LONDON — Britain’s Advertising Standards Authority has ruled against the online fashion retailer Boohoo.com and accessories retailer Zacharia Jewellers for mislabeling products as faux fur.
In September 2018, Humane Society International, the animal welfare charity, discovered that Zacharia Jewellers’ faux fur pom-pom headband, which was being sold on Amazon, and Boohoo’s faux fur pom-pom sweater contained real fur in a test conducted by an independent textiles analyst.
In response to the allegations, both retailers claimed they were being misled by their suppliers.
The ASA ruled that the items in question breached the Committee of Advertising Practice’s code of conduct and said both retailers falsely advertised their products and led consumers to believe they were purchasing fur-free items.
In a statement provided to WWD by Boohoo, the retailer said “the product in question was checked for real fur using our own approved tests and procedures by our in-house Quality Assurance team and the results of the testing showed that real fur was not present in the product.”
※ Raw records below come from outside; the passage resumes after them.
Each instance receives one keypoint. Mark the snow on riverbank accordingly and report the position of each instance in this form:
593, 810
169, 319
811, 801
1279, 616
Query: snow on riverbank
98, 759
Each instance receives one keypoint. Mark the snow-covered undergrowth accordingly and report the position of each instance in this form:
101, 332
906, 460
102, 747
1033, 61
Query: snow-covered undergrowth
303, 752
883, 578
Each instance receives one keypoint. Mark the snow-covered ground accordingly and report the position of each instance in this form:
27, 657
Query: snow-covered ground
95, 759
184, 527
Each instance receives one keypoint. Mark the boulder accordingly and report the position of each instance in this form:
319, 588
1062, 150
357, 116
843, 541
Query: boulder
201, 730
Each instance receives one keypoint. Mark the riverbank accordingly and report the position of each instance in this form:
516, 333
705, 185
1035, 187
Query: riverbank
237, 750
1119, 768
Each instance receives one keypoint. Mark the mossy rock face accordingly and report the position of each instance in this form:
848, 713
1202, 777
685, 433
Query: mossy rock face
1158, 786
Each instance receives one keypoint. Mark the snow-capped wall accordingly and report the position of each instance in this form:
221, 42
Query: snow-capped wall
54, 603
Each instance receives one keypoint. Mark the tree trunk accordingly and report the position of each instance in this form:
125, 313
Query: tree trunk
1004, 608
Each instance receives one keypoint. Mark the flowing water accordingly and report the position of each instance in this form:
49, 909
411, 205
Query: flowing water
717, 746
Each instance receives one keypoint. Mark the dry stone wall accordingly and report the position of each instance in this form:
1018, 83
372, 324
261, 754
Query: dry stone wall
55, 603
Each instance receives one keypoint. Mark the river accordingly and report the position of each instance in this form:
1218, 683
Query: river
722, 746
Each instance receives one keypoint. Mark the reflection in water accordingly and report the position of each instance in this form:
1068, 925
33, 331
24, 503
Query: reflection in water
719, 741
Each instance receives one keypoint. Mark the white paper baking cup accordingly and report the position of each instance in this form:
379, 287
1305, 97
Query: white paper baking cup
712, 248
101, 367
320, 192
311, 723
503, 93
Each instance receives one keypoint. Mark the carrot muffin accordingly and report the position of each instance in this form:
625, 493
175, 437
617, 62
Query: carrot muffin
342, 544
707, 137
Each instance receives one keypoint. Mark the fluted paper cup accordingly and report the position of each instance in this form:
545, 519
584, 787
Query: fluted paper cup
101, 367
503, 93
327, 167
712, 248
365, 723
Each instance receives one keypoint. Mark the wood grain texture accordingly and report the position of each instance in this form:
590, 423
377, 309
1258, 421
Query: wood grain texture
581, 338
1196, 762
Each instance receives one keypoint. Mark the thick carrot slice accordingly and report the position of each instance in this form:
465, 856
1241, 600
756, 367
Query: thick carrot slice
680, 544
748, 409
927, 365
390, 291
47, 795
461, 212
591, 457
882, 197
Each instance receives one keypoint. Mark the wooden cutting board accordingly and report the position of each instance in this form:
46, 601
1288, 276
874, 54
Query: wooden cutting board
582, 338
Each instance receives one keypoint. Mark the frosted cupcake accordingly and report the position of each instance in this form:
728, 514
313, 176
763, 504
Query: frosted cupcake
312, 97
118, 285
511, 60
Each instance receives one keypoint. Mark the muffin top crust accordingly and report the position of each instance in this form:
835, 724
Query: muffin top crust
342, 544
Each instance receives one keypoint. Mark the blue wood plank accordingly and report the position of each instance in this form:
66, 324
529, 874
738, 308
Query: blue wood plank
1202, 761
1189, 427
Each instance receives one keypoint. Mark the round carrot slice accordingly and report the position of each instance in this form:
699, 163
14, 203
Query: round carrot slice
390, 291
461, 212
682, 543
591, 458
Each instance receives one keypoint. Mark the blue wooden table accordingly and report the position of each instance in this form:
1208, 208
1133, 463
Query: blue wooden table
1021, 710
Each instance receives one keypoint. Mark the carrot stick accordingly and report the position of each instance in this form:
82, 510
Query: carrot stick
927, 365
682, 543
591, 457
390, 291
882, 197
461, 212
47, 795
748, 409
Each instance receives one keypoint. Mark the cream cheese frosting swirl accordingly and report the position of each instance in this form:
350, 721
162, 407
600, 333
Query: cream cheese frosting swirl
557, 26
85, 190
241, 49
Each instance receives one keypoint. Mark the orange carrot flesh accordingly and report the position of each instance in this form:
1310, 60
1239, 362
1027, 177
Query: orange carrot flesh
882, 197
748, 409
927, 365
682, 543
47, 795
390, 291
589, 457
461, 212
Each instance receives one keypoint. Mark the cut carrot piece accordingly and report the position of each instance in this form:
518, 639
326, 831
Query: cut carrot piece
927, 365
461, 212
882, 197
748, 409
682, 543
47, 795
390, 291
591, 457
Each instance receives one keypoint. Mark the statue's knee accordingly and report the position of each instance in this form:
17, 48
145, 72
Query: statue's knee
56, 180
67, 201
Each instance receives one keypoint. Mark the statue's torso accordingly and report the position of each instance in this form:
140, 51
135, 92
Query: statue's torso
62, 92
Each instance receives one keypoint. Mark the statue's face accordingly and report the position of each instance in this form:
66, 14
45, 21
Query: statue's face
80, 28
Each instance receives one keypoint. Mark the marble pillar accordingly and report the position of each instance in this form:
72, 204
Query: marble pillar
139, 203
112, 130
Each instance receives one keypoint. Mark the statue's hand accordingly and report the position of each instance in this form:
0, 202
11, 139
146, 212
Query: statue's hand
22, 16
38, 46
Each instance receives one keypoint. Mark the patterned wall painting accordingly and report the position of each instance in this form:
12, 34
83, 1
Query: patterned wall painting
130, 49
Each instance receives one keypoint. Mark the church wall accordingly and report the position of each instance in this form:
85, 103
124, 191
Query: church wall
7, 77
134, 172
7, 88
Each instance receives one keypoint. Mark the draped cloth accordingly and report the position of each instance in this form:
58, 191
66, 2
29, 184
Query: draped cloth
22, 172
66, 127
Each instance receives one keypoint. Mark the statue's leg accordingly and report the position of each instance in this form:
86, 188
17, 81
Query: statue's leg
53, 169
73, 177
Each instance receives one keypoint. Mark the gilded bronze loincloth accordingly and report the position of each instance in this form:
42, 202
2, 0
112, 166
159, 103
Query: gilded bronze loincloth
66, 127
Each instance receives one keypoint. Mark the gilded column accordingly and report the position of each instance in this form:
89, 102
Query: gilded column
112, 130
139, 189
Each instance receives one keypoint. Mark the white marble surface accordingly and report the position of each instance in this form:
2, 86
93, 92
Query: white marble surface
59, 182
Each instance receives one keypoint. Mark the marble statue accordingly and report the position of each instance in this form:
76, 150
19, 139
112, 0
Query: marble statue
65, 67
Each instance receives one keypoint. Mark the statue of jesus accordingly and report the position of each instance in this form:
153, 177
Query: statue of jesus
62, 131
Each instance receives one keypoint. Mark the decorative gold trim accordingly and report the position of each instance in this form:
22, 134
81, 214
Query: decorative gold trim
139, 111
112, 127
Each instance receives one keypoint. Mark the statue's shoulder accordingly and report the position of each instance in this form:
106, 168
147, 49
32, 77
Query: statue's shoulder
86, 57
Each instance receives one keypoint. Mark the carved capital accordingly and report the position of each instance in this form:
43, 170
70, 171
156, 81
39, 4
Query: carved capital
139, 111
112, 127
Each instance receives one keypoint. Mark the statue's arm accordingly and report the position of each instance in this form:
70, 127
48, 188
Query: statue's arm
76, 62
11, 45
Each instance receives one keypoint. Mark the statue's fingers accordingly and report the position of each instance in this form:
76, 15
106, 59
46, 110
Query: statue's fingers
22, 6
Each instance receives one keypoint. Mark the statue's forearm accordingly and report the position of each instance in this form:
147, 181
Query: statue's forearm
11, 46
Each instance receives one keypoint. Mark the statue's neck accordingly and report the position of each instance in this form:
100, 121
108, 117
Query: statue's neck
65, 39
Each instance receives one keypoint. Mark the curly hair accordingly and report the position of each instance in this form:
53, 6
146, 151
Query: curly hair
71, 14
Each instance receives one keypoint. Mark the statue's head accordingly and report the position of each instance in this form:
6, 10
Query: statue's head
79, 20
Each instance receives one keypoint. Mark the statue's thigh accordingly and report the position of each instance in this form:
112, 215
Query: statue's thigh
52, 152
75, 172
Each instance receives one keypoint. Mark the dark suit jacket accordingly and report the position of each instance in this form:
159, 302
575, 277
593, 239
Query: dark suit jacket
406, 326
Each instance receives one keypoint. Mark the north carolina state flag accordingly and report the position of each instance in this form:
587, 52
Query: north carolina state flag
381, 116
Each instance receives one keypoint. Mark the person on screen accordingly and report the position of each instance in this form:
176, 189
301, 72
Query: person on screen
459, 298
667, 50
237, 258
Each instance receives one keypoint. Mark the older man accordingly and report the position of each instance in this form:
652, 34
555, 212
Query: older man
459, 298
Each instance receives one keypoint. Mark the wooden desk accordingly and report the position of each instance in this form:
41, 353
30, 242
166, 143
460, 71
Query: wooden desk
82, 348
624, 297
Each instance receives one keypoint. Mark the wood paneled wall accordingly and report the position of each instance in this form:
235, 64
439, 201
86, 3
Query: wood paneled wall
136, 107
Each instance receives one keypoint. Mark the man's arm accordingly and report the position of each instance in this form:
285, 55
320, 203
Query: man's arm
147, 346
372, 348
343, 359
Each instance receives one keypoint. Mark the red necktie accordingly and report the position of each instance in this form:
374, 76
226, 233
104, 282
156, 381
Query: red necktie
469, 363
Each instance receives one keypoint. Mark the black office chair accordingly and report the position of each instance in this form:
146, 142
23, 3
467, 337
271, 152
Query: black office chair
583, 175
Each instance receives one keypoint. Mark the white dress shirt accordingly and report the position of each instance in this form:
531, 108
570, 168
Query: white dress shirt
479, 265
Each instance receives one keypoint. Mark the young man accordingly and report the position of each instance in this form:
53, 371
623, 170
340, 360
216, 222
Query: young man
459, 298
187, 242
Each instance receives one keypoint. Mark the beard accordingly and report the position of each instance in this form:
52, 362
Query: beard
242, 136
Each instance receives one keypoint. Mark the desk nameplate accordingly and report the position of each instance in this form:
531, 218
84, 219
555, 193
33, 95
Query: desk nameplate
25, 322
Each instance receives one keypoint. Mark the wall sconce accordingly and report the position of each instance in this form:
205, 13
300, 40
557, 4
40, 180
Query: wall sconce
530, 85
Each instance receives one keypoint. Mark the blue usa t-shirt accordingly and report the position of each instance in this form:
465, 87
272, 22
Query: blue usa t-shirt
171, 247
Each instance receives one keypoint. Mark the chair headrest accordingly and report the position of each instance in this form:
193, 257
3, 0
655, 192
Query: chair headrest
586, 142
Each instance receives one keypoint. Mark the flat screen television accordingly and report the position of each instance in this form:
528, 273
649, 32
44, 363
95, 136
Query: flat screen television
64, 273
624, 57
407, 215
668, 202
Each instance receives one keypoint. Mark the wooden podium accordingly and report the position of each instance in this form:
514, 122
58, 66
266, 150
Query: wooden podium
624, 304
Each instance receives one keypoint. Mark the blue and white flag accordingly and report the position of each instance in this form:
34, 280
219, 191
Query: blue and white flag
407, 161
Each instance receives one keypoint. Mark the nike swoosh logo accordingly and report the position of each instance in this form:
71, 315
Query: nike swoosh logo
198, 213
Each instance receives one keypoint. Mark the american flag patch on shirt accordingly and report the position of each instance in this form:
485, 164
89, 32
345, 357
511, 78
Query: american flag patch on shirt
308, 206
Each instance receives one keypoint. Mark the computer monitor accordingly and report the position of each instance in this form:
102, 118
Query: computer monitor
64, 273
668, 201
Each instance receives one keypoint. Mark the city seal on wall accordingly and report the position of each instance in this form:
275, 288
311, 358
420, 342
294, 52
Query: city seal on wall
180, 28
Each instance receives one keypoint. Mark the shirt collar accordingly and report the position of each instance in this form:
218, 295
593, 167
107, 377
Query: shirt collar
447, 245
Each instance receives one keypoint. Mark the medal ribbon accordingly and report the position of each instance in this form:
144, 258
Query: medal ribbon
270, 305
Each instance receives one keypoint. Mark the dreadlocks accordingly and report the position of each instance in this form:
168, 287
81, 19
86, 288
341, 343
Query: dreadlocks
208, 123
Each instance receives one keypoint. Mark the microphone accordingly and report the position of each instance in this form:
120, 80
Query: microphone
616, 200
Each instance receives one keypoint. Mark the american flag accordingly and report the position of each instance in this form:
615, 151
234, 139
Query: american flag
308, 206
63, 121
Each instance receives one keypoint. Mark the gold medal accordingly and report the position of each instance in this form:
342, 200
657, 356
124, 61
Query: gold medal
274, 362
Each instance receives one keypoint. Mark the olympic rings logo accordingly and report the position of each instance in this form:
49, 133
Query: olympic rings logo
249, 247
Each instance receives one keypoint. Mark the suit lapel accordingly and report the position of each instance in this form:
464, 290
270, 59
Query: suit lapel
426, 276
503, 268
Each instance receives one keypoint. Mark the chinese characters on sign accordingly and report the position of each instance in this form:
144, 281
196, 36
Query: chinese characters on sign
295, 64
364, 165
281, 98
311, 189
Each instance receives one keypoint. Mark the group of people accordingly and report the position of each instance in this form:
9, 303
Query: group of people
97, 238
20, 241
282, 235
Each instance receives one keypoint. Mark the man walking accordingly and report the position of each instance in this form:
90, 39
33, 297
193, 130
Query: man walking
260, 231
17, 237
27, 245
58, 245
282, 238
While the ASA acknowledged Boohoo’s quality control procedures, it still upheld its ruling given the evidence submitted by Humane Society International.
Boohoo said they are continuing their own investigations. “We uphold our commitment against the sale of real fur in any of our products and continue to investigate the matter internally and with our supplier in question, and we do so with a matter of priority,” the company said.
Last year, a British parliamentary committee reviewed the U.K.’s labeling policies and stressed the importance of implementing a clearer labeling system. Suggestions on how to improve the system were made, such as implementing a certification system for fur products.
David Lowe, partner and supply chain expert at the international law firm Gowling WLG, said the ASA ruling “acts as a stark reminder to brand owners to conduct thorough due diligence checks throughout the increasingly complex supply chain and garment manufacturing process.”
“Working with suppliers who have a second- or even third-tier perspective means that any assurances about the nature of material being used or purchased by vendors cannot be taken on face value, with ultimate accountability for any claims made sitting firmly with the retailer.
“While the onus to maintain this is important in its own right, the increasing trend for consumers to consider strong ethics as a USP — and therefore reason to buy — makes this even more important than ever.”